Kütahya'da Turizm genellikle Haziran, Temmuz ve Ağustos aylarında
yoğunlaşırken, Termal tesislerinden 12 ay boyunca yararlanmak mümkündür. |
ULAŞIM
İMKANLARI
Kütahya, Ege bölgesinin "İç Batı Anadolu bölümünün" doğusunda, İç Anadolu'yu Ege'ye, Marmara'yı Ege ve Akdeniz bölgesine
bağlayan kara ve demiryollarının kavşağında yer almaktadır. Ayrıca
kuzey güney transit taşımacılığı güzergahı üzerinde bulunmaktadır.

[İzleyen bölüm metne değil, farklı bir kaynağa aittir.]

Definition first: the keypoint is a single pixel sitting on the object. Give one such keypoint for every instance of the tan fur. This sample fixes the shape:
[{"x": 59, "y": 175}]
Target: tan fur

İl, karayoluyla tüm komşularına doğrudan bağlıdır. İl içi ulaşım
gelişmiştir. İldeki demiryolu ulaşımı ise daha sınırlıdır. İl dışı
demiryolu taşımacılığı gelişmiş; fakat il içi demiryolu ağı yetersizdir.
a)
Karayolu Ulaşımı : Kütahya'nın komşusu İllere düzenli
karayolu bağlantısı vardır. İl merkezinden ilçelere ve ilçelerin
birbirlerine karayolu bağlantıları muntazamdır.
b) Demiryolu Ulaşımı
: Demiryolları açısından da bir kavşak niteliğinde olan Kütahya'da,
özellikle maden rezervleri, demiryolu taşımacılığını önemli bir
ulaşım aracı haline getirmiştir. İl sınırları içersinde toplam demiryolu
uzunluğu 233 km.dir.
Kütahya sahip olduğu 18 istasyon ile dört ana güzergahta hizmet
vermektedir. Kütahya, Eskişehir üzerinden kuzeye ve doğuya, Balıkesir
üzerinden batıya, Afyon üzerinden güneye ve iç Anadolu'ya bağlanmaktadır.
|
KONAKLAMA İMKANLARI Kütahya sahip olduğu zengin turizm potansiyeline rağmen yeterli
konaklama imkanına sahip değildir. Alternatif turizm çeşitleri içinde
ele alınan termal turizm de aynı durumdadır. Türkiye'de altı termal
turizm merkezine sahip tek il Kütahya olmasına rağmen bu merkezlerden
yalnızca Yoncalı Termal Turizm Merkezinde Turizm Bakanlığı'ndan
işletme belgeli otel ve kür merkezi bulunmaktadır. Yine ilimizde
apart, karavan ve pansiyon tipi konaklama imkanları henüz gelişmemiştir. İlimizde Turizm Bakanlığı'ndan işletme belgeli 4 tesis; 492
yatak, yatırım belgeli 5 tesis; 690 yatak kapasitesine sahiptir.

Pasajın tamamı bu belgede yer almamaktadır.